Chiffren sind mehr als Symbole, wobei alles zur Chiffre werden kann, wenn der Einzelne die Fähigkeit des intuitiven Lesens erworben hat, um die Sprache der Transzendenz zu verstehen. So gelangte Jaspers auf Umwegen zu einer Seinsmystik, die ihm ein relativ religionsnahes Philosophieren ermöglichte. Ganz glücklich konnten religiöse Leser mit dieser Philosophie allerdings nicht werden. Jaspers hat nie an einen persönlichen Gott geglaubt, der sich in geschichtlicher Weise offenbart. Eher schon dachte er an einen Deus absconditus im Sinne von Blaise Pascal, einen verborgenen Gott, der irgendwie mit dem Sein im Ganzen identisch ist. Zu seiner Distanz den landläufigen Religionen gegenüber passte, dass der Philosoph vor seinem Tod festgelegt hatte, nach seinem Ableben ohne Mitwirkung eines Geistlichen beerdigt werden zu wollen.

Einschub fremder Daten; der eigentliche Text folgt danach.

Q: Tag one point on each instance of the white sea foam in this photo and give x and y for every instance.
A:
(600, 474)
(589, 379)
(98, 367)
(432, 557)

Wer sich in das knapp 800 Seiten umfassende dreibändige Jasperssche Hauptwerk von Philosophie oder auch in die sich über 130 Seiten erstreckende blitzgescheite Einleitung des Herausgebers Oliver Immel (geboren 1972) vertieft, wird mit einer beeindruckenden Fülle von das eigene Dasein und den eigenen Existenzvollzug erhellenden Gedanken belohnt. Und selbst wer nicht mit allen Ausführungen des Philosophen d’accord gehen kann und mag (z.B. im Band 3: Das spekulative Lesen der Chiffreschrift), wird doch von der wuchtigen Seriosität und dem außerordentlich hohen humanistischen Ethos seines Denkens begeistert sein.